Abstract

Among the pre-Sargonid finds from several Mesopotamian sites as well ox as from Susa and Mari there are several complete or nearly complete stone vases carved with peculiar and intriguing decoration and numerous fragments of such vases. The material is nearly always a rather soft stone, varying in colour from pale bluish grey to dark brownish green, and is usually identified as steatite. Two shapes are prevalent, a cylindrical cup or vase with a flat base, the height of which is somewhat less than the diameter, and a relatively taller more graceful vase, also with a flat bottom, which is narrower at the mouth than at the base and has slightly incurving walls. We were fortunate in finding a specimen of each type in one room of Sin Temple IX at Khafajah. They are shown in Plates VIa and VII respectively.One motif, perhaps the most common in the decoration of such vases, is obviously a representation of some sort of structure consisting chiefly of wicker-work.
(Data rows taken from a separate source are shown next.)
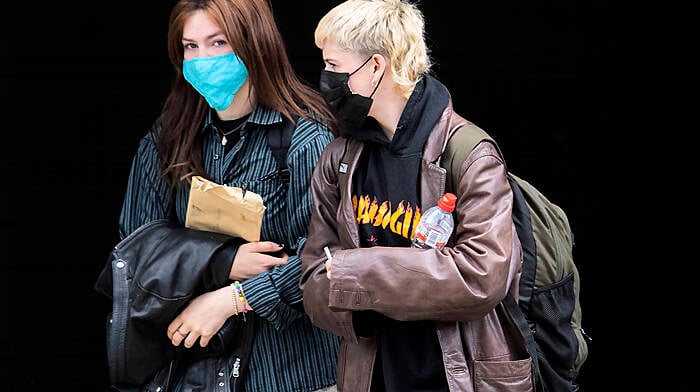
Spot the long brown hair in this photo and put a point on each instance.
(250, 28)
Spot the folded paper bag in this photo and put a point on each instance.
(224, 209)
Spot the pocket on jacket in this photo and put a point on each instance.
(511, 376)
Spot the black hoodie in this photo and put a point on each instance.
(387, 195)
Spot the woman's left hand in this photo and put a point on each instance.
(202, 318)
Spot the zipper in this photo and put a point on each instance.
(235, 373)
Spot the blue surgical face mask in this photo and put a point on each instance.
(217, 78)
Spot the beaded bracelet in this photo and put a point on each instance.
(235, 298)
(241, 296)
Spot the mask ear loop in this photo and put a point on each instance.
(376, 86)
(360, 67)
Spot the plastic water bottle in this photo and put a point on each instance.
(436, 224)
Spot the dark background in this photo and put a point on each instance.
(580, 95)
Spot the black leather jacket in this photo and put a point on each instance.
(150, 277)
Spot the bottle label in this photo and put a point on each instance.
(432, 238)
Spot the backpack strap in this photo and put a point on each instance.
(279, 140)
(460, 144)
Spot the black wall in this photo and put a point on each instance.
(580, 96)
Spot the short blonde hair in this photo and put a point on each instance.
(392, 28)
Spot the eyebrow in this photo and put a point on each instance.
(205, 38)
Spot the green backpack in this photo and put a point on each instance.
(548, 312)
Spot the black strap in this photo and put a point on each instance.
(279, 140)
(518, 318)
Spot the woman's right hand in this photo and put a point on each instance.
(255, 257)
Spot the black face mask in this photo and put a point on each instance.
(350, 108)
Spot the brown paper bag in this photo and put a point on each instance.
(224, 209)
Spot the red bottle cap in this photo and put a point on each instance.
(447, 202)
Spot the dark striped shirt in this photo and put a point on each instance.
(290, 354)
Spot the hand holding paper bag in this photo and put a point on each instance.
(224, 209)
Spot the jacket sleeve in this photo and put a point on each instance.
(459, 283)
(275, 295)
(323, 232)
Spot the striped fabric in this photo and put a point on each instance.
(290, 354)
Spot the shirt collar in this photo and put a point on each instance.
(261, 115)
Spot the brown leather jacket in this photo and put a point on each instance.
(459, 287)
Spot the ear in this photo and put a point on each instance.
(378, 64)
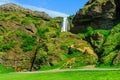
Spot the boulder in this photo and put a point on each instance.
(97, 14)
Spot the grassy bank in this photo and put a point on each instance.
(78, 75)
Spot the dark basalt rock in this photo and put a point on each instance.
(97, 14)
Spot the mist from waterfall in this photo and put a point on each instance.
(65, 25)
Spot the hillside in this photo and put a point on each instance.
(32, 40)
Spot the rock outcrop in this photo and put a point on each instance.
(99, 14)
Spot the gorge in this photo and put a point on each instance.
(32, 40)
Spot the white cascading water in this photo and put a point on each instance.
(65, 25)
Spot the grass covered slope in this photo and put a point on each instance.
(31, 40)
(79, 75)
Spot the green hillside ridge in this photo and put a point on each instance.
(32, 40)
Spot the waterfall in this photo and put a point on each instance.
(65, 25)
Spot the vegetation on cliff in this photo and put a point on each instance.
(31, 40)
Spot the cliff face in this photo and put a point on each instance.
(99, 14)
(31, 40)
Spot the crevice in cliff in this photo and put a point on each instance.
(34, 56)
(117, 2)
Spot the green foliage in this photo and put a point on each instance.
(112, 41)
(67, 75)
(42, 30)
(6, 46)
(108, 60)
(28, 41)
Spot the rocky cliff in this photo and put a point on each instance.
(99, 14)
(31, 40)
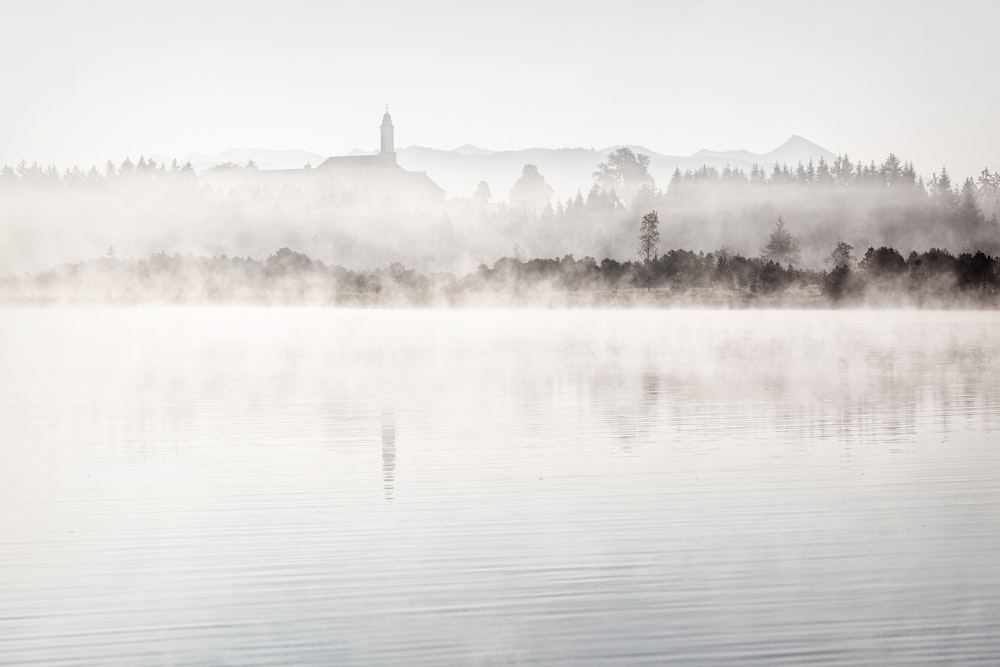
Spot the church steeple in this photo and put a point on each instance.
(388, 151)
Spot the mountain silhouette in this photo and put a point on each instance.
(567, 170)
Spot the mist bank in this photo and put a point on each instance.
(935, 278)
(49, 217)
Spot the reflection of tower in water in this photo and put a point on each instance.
(388, 452)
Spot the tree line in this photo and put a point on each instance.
(935, 277)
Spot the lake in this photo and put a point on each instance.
(227, 486)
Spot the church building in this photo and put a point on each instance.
(379, 177)
(369, 181)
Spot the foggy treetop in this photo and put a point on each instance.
(51, 217)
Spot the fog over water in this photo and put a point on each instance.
(317, 486)
(341, 333)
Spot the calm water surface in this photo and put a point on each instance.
(312, 487)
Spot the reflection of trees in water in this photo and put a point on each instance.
(388, 452)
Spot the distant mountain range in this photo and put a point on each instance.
(567, 170)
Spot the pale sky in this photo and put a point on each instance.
(87, 81)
Sometimes it occupies the entire surface of the vessel (as in Plate VIa); occasionally it occurs in combination with other designs (as in Plate VII). It is with this motif that we are chiefly concerned here. A ubiquitous element in such representations is a panel formed by triple vertical bands on either side and a triple downcurving band at the top. Inside, at the bottom of each panel, there is what seems to be a screen consisting of a horizontal member with a crosshatched rectangle under it. Above the screen are fairly wide vertical bands which apparently are meant to be represented as being behind the screen. (In the vase shown in Plate VII they actually are carved on a somewhat deeper surface than either the frame or the screen.)